Now the proposal. If hundreds, maybe thousands of online readers are following Forge’s unfolding drama, described by blogger Marie Deatherage of Meyer Memorial Trust as “something really exciting happening on the Internet that …deserves the rapt attention all nonprofit organizations, foundations and donors,” then each reader will do Forge a service by going on the Forge website and practicing what is as useful a form of transparency as Kjerstin’s blog posting on October 17th: give Kjerstin your unvarnished feedback. If, after exploring the website you haven’t been moved to pledge at least $5, take ten minutes to figure out what didn’t work and TELL KJERSTIN WHAT YOU THINK. If you didn’t make a donation, go to Kiva, DonorsChoose, or GlobalGiving and see what they’re doing. How are the projects presented? How is the “ask” structured? If you’re engaged, what about the site engages you and encourages you to spread the word to your social network? If the Forge site didn’t engage you enough to open your wallet, how can it be made more engaging? Above all, don’t “make nice” in your feedback to Kjerstin. Don’t be the kid in class who says the other kid’s speech is great because you don’t want to hurt her feelings.

Kjerstin deserves your honesty; Forge deserves your honesty; all the refugees waiting for funding so they can live better lives deserve your honesty. If the site is great, then get out your credit card and dedicate all your holiday gift money to giving your friends and family gifts of Forge project support (way more gratifying than another decorative candle or pair of gloves). If it doesn’t move you, if you haven’t whipped out your credit card and told at least five of your friends about this cool organization, tell Kjerstin why and make specific recommendations. And once your recommendations are in evidence on the site, tell everyone you know about Forge. Put your social network where your mouth is.

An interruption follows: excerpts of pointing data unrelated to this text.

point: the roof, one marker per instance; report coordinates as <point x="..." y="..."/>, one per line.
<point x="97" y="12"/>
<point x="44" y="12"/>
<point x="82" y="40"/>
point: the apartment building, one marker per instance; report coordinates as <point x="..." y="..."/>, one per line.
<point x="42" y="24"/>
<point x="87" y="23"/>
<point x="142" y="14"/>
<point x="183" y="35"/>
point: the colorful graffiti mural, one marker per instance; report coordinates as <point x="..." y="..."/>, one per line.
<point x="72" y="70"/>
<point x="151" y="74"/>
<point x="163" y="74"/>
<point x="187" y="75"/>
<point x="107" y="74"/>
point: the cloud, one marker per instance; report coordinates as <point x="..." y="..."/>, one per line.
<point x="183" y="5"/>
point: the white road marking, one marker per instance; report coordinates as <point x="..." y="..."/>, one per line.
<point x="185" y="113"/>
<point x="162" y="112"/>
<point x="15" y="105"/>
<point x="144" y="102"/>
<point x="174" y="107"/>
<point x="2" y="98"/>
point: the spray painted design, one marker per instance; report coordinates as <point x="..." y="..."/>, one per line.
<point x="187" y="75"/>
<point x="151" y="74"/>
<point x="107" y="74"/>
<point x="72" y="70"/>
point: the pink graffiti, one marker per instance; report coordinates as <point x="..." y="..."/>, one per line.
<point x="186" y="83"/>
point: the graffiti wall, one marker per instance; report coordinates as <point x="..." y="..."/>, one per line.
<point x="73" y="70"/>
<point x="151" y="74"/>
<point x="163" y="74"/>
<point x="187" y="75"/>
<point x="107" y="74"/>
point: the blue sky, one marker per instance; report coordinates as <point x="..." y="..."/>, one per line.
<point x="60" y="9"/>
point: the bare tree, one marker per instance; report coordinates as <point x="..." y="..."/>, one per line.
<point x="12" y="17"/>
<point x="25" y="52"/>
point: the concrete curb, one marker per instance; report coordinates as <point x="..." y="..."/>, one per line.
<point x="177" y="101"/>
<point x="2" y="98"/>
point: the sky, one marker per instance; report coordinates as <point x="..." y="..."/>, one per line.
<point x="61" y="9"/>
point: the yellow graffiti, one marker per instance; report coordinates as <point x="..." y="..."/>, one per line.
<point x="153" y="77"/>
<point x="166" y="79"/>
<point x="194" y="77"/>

I hope we’ll do more than simply tune into the blog exchange as if it were an exciting tennis match or, as Marie Deatherage said of the postings, “way better than reality TV.” I also hope that we’ll see that “radical transparency” though laudable, should not divert our attention from issues of good management. Kjerstin’s blog of October 17th should be seen as a cry for guidance from the non-profit community, which has responded with interest and compassion. From the funding side, however, any potential major donor moved enough by Forge’s plight to visit the website will likely be deterred by what they see there: Forge’s board, past supporters, and current friends seem to have abandoned the mission and left the refugees depending on Forge waiting, waiting, waiting. Haven’t they had enough waiting in their lives? Let’s not only watch the unfolding drama, let’s help Kjerstin give it a happy ending.